Para assim decidir, entendeu o acórdão recorrido, à semelhança
do que já concluíra a sentença nele confirmada, que a abertura de tal segundo
concurso, nas condições indicadas, não era necessário para assegurar ao
recorrente o exercício, em tempo útil, do direito de escolha de profissão ou de
exercício da respectiva profissão de notário. Pois que o recorrente poderá
candidatar‑se ao novo concurso, no qual a Administração não está obrigada a
assegurar ao recorrente as condições preferenciais de que legalmente poderia
beneficiar e das quais decidiu, então, não usar.

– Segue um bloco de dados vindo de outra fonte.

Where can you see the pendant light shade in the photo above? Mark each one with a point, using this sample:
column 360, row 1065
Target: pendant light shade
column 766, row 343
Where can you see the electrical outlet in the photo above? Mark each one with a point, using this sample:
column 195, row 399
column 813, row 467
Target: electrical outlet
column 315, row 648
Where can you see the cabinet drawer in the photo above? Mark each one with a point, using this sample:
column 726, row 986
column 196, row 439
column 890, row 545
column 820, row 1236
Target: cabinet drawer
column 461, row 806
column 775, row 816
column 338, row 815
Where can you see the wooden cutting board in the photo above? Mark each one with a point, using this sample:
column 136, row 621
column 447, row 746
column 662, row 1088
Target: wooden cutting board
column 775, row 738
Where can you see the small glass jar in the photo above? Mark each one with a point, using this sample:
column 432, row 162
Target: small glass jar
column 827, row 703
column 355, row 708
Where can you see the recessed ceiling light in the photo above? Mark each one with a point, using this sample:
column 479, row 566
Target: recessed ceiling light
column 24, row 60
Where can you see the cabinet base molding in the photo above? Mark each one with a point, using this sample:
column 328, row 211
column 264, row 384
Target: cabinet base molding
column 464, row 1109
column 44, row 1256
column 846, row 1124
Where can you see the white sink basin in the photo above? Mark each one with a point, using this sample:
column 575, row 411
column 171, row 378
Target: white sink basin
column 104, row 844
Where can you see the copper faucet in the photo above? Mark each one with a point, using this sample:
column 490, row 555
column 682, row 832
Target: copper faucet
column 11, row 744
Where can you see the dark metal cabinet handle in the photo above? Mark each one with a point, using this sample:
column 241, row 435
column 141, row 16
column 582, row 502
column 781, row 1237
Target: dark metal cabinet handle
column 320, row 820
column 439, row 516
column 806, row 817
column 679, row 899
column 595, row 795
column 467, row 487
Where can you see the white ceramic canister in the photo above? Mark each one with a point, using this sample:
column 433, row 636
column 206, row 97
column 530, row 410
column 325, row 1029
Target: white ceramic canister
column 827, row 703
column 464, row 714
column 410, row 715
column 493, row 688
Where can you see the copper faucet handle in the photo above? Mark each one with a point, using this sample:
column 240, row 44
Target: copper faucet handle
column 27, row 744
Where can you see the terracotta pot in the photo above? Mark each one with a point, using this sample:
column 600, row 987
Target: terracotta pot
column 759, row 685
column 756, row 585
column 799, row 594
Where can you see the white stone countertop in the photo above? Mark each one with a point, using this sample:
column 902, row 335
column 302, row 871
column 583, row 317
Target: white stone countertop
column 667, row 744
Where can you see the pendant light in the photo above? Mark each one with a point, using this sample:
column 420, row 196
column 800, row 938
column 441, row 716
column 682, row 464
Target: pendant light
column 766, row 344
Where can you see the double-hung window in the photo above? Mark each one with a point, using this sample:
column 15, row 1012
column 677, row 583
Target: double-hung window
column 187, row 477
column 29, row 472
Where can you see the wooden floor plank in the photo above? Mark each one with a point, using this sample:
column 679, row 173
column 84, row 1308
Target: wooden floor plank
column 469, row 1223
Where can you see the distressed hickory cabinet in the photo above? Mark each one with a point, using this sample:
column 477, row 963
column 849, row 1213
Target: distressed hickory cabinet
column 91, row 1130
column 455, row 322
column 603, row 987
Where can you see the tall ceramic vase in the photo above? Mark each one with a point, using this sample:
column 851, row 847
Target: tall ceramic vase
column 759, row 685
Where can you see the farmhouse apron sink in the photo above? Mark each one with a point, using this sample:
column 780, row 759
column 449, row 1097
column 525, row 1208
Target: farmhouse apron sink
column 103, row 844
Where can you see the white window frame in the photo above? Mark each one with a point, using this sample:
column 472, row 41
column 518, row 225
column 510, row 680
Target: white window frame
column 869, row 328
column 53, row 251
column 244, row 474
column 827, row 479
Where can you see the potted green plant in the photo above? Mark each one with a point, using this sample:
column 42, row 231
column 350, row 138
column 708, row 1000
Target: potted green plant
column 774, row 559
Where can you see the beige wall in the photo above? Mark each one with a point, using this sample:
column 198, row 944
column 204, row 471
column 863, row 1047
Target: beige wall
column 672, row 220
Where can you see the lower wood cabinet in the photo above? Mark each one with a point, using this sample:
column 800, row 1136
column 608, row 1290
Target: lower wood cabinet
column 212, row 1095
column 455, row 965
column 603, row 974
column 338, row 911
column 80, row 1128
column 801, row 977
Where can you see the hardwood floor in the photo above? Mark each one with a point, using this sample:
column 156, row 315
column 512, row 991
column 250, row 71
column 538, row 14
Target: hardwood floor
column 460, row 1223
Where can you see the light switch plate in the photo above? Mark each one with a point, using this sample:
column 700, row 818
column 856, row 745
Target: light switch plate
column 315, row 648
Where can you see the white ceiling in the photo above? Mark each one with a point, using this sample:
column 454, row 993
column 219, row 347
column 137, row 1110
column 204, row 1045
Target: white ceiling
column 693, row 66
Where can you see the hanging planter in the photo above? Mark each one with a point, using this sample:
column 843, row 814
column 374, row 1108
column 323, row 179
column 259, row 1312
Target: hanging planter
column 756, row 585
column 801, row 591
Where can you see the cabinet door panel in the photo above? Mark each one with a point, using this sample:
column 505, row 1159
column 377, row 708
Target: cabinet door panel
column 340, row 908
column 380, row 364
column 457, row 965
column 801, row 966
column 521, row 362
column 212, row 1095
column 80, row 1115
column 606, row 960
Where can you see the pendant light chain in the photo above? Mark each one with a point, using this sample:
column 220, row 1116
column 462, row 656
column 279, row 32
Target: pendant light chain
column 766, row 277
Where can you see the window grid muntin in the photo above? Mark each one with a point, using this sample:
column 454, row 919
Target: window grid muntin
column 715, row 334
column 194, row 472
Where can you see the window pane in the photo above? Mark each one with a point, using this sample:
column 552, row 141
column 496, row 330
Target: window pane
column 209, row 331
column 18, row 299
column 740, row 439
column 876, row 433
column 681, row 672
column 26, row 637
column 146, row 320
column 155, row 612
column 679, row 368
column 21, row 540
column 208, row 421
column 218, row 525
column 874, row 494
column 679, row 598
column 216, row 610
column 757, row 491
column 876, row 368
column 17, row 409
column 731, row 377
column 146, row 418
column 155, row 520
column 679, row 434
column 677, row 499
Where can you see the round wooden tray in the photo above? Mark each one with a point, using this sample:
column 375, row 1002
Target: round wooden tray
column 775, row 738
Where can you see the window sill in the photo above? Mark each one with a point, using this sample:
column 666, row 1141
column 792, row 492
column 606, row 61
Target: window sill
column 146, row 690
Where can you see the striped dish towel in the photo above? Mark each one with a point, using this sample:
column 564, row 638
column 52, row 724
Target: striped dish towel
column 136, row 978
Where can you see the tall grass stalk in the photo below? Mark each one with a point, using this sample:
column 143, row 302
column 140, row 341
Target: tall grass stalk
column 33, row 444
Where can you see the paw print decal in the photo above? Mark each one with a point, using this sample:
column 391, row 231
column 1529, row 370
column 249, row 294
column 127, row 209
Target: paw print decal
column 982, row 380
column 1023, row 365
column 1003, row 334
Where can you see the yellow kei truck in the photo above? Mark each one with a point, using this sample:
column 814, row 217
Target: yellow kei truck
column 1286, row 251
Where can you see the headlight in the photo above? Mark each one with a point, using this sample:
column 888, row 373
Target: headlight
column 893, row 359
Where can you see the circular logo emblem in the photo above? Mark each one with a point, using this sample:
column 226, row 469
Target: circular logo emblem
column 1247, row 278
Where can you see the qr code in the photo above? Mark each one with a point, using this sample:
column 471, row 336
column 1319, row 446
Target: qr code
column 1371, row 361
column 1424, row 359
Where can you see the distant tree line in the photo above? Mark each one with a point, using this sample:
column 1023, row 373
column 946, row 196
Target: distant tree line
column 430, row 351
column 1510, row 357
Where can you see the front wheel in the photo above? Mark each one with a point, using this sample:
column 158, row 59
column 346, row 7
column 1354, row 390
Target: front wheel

O recorrente impugna esse entendimento, alegando,
essencialmente, que está em causa um direito, liberdade e garantia – o direito
de exercício de profissão – consagrado no artigo 47.º da CRP. E que, para
assegurar tal direito, em tempo útil, se torna necessária decisão de mérito que
intime a entidade requerida a proceder à abertura do referido concurso, nas
pretendidas condições preferenciais, face ao esgotamento, entretanto
verificado, do referenciado período transitório e ao propósito, manifestado por
aquela entidade, de proceder à abertura de concurso, com condições que excluem
o recorrente. Conclui, assim, que deveria ter sido proferida decisão de mérito a
intimar a entidade requerida nos termos peticionados, ou, em alternativa,
convolado o procedimento de intimação em providência cautelar e decretada a
pretendida abertura de concurso, a título provisório.

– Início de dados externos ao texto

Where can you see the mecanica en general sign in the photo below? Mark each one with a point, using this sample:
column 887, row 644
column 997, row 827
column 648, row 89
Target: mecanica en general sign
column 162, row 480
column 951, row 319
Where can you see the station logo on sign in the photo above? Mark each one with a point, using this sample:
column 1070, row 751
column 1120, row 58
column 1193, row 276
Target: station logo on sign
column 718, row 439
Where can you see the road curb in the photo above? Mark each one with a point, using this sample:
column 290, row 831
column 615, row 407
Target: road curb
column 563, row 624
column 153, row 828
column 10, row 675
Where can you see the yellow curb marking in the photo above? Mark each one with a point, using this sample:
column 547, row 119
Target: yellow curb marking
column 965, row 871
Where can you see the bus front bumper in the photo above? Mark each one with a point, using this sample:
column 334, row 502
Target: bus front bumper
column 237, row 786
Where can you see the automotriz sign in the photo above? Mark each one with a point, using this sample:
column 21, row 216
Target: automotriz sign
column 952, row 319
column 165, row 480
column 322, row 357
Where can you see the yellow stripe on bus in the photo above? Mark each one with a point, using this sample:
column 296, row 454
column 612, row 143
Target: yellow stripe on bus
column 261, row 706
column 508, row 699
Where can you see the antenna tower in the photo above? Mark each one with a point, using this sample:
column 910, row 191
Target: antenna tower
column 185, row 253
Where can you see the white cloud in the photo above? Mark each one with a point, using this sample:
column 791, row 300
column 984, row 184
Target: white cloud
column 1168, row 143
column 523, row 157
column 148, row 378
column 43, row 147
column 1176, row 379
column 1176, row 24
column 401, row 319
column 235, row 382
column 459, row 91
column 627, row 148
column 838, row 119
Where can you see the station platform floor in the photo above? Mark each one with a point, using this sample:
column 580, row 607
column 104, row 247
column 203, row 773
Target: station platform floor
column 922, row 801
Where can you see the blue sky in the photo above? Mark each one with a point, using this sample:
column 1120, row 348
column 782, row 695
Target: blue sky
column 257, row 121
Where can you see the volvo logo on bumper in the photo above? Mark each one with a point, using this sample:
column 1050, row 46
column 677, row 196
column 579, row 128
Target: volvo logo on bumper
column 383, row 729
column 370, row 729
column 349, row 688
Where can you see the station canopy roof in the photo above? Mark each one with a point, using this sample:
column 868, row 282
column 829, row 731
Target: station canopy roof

Vejamos se procede tal alegação.
A criação de procedimentos jurídicos céleres e prioritários
tendentes a obter tutela efectiva e em tempo útil contra ameaças ou violações de
direitos, liberdades e garantias constituiu, como refere Gomes Canotilho
(Direito Constitucional e Teoria da Constituição, 7.ª ed., p. 506), uma das mais
importantes inovações da 4.ª revisão da Constituição (Lei Constitucional n.º
1/97), traduzida na imposição constitucional ao legislador ordinário, no sentido
da conformação, designadamente, do processo administrativo de molde a
assegurar, por via preferente e sumária, a protecção de direitos, liberdades e
garantias.
Com efeito, dispõe o artigo 20.º da Constituição que «5. Para
defesa dos direitos, liberdades e garantias pessoais, a lei assegura aos
cidadãos procedimentos judiciais caracterizados pela celeridade e prioridade,
de modo a obter tutela efectiva e em tempo útil contra ameaças ou violações
desses direitos». O que não significa a criação de um qualquer meio cautelar,
pois que se pretende a concretização de um direito a processos céleres e
prioritários, de forma a obter uma eficaz e atempada protecção contra violações
ou ameaças a direitos, liberdades e garantias (vd. acórdão de 18 de Novembro de
2004, P. n.º 978/04).
Trata‑se, pois, da consagração de «um direito constitucional de
amparo de direitos a efectivar através das vias judiciais normais» (G.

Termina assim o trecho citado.